By Carlo Munoz
With defense budgets expected to experience little to no growth over the next several years, defense industry firms must adjust their business practices in the same manner as their Pentagon counterparts to survive, according to DoD acquisition chief Ashton Carter.
The Defense Department has entered “a new era” in defense procurement, according to Carter. An era, he added, that is hallmarked by “modest” growth in base defense budgets. But that modest growth pales in comparison to the double-digit growth in defense spending levels experienced at DoD just after 9/11, he noted during a Aviation Week-sponsored event in Washington yesterday.
To work within that stringent budget environment, DoD canceled roughly $300 billion in existing procurement programs over the past two years, and has also completed an ambitious cost efficiencies plan designed to save an addtional $100 billion over the next five years, Carter said.
What was left in the procurement portfolio after the implementation of those cost-saving efforts were programs “we do need [and] we do want,” according to Carter. Those budgetary moves, he added, “were fundamental adjustments we had to make” to maintain the necessary level of warfighting capability under declining spending levels.

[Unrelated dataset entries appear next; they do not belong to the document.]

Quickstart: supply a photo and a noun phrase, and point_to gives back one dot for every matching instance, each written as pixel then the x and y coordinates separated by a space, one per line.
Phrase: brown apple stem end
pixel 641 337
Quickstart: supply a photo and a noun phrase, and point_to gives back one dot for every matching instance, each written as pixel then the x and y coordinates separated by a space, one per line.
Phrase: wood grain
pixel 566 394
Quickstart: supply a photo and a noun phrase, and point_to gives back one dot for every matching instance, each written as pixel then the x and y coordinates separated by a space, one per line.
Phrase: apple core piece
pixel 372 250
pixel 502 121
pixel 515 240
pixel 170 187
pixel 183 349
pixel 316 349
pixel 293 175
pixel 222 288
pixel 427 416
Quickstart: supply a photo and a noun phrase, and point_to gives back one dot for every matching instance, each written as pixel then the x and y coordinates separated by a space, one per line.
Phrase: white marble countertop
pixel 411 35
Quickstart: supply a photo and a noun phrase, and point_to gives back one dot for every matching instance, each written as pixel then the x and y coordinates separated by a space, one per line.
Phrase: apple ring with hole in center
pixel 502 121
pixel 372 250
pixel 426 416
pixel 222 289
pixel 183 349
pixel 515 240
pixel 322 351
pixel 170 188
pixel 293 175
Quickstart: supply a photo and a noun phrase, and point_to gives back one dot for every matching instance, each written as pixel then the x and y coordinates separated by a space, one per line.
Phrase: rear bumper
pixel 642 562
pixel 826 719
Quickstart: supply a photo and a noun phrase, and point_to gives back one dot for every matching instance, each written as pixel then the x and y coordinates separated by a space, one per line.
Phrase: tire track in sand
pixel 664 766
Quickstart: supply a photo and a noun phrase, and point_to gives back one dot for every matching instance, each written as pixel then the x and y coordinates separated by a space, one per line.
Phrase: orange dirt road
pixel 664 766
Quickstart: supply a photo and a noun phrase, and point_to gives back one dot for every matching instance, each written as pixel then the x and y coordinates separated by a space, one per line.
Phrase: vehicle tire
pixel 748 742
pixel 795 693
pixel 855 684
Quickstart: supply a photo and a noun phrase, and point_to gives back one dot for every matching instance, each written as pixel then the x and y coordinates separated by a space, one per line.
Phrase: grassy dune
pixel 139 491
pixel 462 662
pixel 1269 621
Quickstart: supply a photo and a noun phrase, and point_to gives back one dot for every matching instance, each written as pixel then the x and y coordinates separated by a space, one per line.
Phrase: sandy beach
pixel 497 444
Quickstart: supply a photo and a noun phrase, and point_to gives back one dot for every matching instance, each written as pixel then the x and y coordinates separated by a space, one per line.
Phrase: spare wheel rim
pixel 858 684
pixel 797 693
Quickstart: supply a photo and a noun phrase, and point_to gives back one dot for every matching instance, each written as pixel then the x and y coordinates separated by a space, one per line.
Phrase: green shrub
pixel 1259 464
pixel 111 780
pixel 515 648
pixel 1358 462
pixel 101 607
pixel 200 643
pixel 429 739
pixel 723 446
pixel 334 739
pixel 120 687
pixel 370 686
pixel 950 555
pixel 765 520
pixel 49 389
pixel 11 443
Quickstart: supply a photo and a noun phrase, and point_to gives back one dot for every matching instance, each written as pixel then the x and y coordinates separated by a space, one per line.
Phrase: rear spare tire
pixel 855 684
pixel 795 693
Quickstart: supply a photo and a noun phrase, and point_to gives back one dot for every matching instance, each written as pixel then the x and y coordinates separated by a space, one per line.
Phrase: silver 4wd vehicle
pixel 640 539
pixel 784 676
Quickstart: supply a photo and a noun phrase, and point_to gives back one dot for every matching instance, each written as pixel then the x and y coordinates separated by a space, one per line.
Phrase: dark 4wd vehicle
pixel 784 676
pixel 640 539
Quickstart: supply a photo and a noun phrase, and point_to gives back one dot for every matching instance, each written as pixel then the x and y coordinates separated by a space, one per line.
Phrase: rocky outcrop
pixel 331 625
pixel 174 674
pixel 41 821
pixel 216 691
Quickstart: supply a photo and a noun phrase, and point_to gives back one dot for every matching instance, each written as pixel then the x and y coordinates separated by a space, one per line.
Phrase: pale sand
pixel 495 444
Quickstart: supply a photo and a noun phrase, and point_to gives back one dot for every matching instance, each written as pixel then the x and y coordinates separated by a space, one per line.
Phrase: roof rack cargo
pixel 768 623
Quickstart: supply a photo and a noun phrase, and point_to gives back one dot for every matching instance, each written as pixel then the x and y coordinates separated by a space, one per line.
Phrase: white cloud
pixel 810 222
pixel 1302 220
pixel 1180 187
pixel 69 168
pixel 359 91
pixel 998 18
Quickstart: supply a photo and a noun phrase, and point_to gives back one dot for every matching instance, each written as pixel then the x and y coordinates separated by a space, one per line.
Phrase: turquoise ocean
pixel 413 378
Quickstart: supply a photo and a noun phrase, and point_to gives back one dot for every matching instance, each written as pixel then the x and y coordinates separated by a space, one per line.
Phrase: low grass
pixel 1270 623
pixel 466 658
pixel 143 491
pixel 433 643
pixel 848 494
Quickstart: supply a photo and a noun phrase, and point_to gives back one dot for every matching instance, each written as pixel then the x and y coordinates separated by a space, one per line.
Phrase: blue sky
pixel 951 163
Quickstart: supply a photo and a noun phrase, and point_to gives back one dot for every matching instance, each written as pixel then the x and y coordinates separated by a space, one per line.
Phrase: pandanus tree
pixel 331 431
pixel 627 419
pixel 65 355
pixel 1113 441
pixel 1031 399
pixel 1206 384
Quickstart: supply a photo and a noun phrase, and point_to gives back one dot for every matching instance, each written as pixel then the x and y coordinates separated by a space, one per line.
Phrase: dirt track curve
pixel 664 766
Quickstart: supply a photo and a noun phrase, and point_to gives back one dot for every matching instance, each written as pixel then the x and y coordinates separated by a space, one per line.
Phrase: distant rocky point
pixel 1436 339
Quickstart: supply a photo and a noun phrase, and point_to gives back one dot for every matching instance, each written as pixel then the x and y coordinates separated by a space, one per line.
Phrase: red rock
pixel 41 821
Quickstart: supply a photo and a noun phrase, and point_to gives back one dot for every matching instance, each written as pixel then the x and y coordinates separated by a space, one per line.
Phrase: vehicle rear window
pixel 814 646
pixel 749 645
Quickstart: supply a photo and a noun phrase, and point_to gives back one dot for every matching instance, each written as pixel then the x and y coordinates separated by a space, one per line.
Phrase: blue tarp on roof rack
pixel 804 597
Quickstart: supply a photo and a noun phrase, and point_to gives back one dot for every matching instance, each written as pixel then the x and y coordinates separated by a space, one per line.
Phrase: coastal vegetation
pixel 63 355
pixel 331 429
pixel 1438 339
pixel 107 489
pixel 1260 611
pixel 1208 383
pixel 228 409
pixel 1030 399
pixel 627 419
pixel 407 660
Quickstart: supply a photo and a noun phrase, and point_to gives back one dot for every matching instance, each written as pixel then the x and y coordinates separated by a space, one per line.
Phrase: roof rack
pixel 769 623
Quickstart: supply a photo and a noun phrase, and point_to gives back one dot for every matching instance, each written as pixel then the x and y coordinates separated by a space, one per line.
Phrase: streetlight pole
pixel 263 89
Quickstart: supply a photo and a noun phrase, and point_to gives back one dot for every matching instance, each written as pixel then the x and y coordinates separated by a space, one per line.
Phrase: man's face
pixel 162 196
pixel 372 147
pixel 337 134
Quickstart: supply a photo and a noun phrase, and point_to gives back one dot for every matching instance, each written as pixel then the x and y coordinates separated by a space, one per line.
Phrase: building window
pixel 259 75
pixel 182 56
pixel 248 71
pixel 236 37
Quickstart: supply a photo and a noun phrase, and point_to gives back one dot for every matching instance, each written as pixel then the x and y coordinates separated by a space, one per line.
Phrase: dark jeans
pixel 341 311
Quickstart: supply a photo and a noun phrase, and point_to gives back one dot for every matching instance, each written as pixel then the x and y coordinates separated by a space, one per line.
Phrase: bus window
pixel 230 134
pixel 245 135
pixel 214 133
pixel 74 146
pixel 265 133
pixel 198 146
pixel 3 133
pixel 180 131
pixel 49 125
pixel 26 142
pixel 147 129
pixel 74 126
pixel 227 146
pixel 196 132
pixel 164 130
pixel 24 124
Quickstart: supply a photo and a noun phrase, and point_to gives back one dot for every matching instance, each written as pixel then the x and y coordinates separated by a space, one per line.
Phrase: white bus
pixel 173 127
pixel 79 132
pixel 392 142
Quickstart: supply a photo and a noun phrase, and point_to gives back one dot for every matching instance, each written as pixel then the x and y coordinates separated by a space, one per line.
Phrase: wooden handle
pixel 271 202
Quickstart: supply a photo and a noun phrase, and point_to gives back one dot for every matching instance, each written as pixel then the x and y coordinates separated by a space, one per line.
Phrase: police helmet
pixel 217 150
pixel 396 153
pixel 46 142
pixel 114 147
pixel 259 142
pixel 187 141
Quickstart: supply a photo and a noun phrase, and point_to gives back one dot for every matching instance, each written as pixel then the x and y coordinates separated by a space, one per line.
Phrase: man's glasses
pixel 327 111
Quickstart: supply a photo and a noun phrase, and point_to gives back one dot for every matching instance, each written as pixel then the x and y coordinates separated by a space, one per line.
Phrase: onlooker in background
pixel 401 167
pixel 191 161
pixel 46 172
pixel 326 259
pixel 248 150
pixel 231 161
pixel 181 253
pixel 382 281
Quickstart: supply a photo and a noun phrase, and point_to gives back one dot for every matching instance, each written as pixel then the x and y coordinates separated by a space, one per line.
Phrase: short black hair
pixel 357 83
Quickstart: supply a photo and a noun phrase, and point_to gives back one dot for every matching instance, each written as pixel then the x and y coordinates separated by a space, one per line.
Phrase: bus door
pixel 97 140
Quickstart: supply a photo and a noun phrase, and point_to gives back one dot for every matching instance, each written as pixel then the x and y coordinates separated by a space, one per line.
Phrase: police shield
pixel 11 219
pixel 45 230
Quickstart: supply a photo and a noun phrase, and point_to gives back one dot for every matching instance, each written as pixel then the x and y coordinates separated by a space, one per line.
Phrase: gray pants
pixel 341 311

That said, the DoD acquisition chief told conference attendees that members of the defense industrial base had to make the same types of adjustments to keep pace.
One of those adjustments, he suggested, is that defense industry firms needed to align their business practices closer to the traditional market forces that govern other commercial business sectors. Disregard and at times outright ignorance of these forces by elements of the industrial base has led to poor risk management and behaviors focused on short-term gains.
By recommitting to those market principles that govern other commercial business sectors, defense firms would be in a better position to develop into a “technologically vibrant…financially strong” industry base focused on long-term benefits.
To that end, DoD is in the midst of a sector-by-sector analysis of all elements within the defense industrial base to evaluate what can be done, on the department’s end, to get defense firms to hit that goal.
The survey is being led by Carter, Deputy Defense Secretary William Lynn, and defense industrial policy director Brett Lambert.
The survey is vital to the Pentagon’s efficiencies initiative–which is intended to wring savings out of the Defense Department during the federal fiscal crunch–as military contractors adjust in response to the current “inflection point” in defense spending, Lynn said during a Jan. 30 gathering of the Professional Services Council (PSC) trade group (Defense Daily, Feb. 8)
While the survey will provide the department with valuable information on the overall status of the defense industry, the effort was not just another budget drill or study, Carter said. The survey’s findings are “action oriented” and will have implications in acquisition policy formulation, he said.
Further, the policy decisions based on the survey’s findings will not be designed to support sectors of the indsutrial base that are oversized or inefficient, Carter said. But those sectors and specific companies that do make the difficult decisions to reform their business practices to adapt to the changing budget environment, DoD acquisition policy “will take an interest in keeping [them] that way,” Carter added.